Use dask for an out of core conversion of iterable.product into a numpy/dask array (create a matrix-CodePudding

I am looking to create a matrix (numpy array of numpy arrays) of every permutation with repetition (I want to use it for matrix multiplication later on). Currently the way I am doing it, I first create a list of lists then use itertools and then convert to a numpy array of numpy arrays. However as R, the length of each permutation increases the size of the numpy array exponentially increases and causes a memory error. So, I want to generate a the matrix in dask instead. I went through the dask tutorials but haven't worked out how to do this yet.

For example every 5 number combination of the numbers from -1 to 1 (inclusive) using a step size of 0.1 (r = 5, n = 21):

# Create 5 lists each with 21 elements
lst = []
for i in range(0,5):
    lst.append(np.linspace(-1,1,21).tolist())
lst

# Convert to a list of tuples, each tuple is a permutation e.g. -1,-1,-1,-1,-1 or -1,-1,-1,-1,-0.9
lst = list(itertools.product(*lst))
# Convert to a numpy array of numpy arrays for matrix multiplication later on
mat = np.array(lst)

Creating permutations of length 5 is already the maximum my laptop can handle given I am using N = 21. But I already get a memory error when trying to do a length of 6.

I've tried creating a function and using dask delay in together with list comprehension and also dask.array.from_array(), but I am still really new to dask and haven't found the solution yet.

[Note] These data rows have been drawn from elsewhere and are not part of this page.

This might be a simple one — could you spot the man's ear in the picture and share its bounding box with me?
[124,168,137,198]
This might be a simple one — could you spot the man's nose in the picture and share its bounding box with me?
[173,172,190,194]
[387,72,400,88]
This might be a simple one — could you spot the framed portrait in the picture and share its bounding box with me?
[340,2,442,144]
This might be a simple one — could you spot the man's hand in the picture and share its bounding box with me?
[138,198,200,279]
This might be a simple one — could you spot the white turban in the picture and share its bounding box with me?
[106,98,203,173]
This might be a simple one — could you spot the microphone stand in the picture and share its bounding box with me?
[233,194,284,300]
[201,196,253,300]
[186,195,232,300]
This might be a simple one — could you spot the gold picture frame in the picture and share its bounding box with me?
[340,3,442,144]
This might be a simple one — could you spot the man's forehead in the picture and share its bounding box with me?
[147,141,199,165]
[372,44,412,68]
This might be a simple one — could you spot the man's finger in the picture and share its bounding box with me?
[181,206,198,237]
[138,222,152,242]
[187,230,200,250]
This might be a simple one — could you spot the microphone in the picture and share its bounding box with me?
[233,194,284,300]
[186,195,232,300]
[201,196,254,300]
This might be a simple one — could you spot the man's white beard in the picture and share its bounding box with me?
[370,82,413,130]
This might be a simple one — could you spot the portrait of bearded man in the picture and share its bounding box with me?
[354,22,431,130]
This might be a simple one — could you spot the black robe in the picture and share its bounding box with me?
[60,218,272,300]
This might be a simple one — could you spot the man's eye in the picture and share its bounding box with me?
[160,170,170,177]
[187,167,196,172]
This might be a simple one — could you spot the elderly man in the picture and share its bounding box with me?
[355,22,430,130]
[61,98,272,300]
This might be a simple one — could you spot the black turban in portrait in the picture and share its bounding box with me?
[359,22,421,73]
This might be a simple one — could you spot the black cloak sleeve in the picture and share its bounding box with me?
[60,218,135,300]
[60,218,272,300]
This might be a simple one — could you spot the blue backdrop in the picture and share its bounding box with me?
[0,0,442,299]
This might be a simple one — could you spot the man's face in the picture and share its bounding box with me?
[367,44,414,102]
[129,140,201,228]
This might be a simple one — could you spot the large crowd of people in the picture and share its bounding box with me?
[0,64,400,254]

Ideally I would be able to increase the length of the permutations (R) from 5 to somewhere around 10-20 (using the same N = 21 or decreasing it all the way to N = 5), anything above that would be awesome to have but not necessary.

CodePudding user response：

The memory problems is due to this line:

lst = list(itertools.product(*lst))

Without list() this would be a generator, so would not require a lot of memory. Hence, a solution might be to examine the matrix operations downstream and see if they can be performed on subsets of the matrix you are trying to construct (either on blocks or row/column-wise slices). If such subset-operations are possible, then the code can be refactored to work with subsets.

If this is not possible, then the following approach using dask.bags might be helpful:

from dask import compute
from dask.bag import from_sequence

a = from_sequence([1, 2], npartitions=2)
b = from_sequence([3, 6, 9], npartitions=2)

print(*compute(a.product(b)))
# [(1, 3), (1, 6), (2, 3), (2, 6), (1, 9), (2, 9)]

Or closer to your example:

from dask.bag import from_sequence
from numpy import linspace

a = from_sequence(linspace(1, 10, 10), npartitions=2)
b = from_sequence(linspace(20, 30, 10), npartitions=2)
c = a.product(b)
print(c.to_dataframe().to_dask_array(lengths=True))
# dask.array<values, shape=(100, 2), dtype=float64, chunksize=(25, 2), chunktype=numpy.ndarray>

Note that the number of partitions of a.product(b) is a product of the number of partitions of a and b, so you will want to experiment with what is the most meaningful split for your use case.